A new government for Afghanistan?
With the removal of the Taliban from power in Afghanistan, efforts shifted to setting up a government to pull together the fractious group of squabbling factions that exist in that fragmented nation. A feudal society divided along ethnic (Pashtun, Tajik, Hazara, Uzbek, Almaks, Turkmen, Baloch, etc.), tribal, and family lines, the various factions ferociously control their areas of influence and jockey among themselves for power. Warlords control different areas and territories. Into this mix have stepped the U.S. and her allies, to assist in the creation of a government intended to stitch together these disparate pieces into a coherent whole. The intent is to make sure that Afghanistan does not return to a situation of anarchy, in which terrorists can find refuge in a country without central authority.

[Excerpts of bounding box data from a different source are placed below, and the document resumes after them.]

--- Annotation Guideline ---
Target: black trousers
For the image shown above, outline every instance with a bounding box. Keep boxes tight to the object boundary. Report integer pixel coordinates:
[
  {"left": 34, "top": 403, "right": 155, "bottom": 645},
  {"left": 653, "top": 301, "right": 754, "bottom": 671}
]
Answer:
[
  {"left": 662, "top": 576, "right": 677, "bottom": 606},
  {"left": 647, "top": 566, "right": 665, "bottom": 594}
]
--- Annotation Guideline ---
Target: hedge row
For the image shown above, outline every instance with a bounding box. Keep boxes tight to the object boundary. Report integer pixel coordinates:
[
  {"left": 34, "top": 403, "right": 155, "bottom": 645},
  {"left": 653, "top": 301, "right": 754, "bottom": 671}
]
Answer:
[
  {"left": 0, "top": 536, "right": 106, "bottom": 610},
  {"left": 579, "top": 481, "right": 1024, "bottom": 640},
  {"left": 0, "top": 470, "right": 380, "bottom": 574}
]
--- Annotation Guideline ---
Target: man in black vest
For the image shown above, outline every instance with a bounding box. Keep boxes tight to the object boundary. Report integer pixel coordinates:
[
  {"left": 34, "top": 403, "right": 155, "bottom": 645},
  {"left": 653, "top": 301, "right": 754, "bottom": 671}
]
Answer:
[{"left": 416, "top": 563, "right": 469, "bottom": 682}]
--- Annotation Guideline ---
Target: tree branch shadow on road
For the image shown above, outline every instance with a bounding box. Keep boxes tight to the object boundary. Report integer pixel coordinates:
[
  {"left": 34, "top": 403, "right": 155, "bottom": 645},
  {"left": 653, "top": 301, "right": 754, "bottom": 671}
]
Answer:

Following a meeting of many of the factions in Bonn, Germany, an interim government was constituted to start the slow process of forming a national government. This is to be followed in six months by a 'loya jirga', or meeting of tribal elders, to determine the shape of a final government. As this process evolves the Bush administration will have to decide which factions or leaders they want to back and lend support to. Hopefully this decision will be based on a solid understanding of the strengths and weaknesses of the various leaders and the interplay among their different positions, and not on a superficial reading of the situation. Meeting with the various power-brokers and players it would be extremely easy to fall victim to
ethnocentrism - gravitating towards and overestimating the importance of the younger, suited and groomed, English-speaking, modern-seeming leader, while ignoring and underestimating the older, dusty, locally-clothed, Daro or Pashto-speaking, feudal-looking, man in the corner who really wields the power.Already, in the earlier stages of the fight against the Taliban, television chains presented interviews with Afghan 'leaders' to their viewing audiences - some of whom turned out to be 'leaders' more by virtue of the fact that they were telegenic and English-speaking than by their actually wielding any real influence in the field. It is to be devoutly hoped that the administration does not make the same error.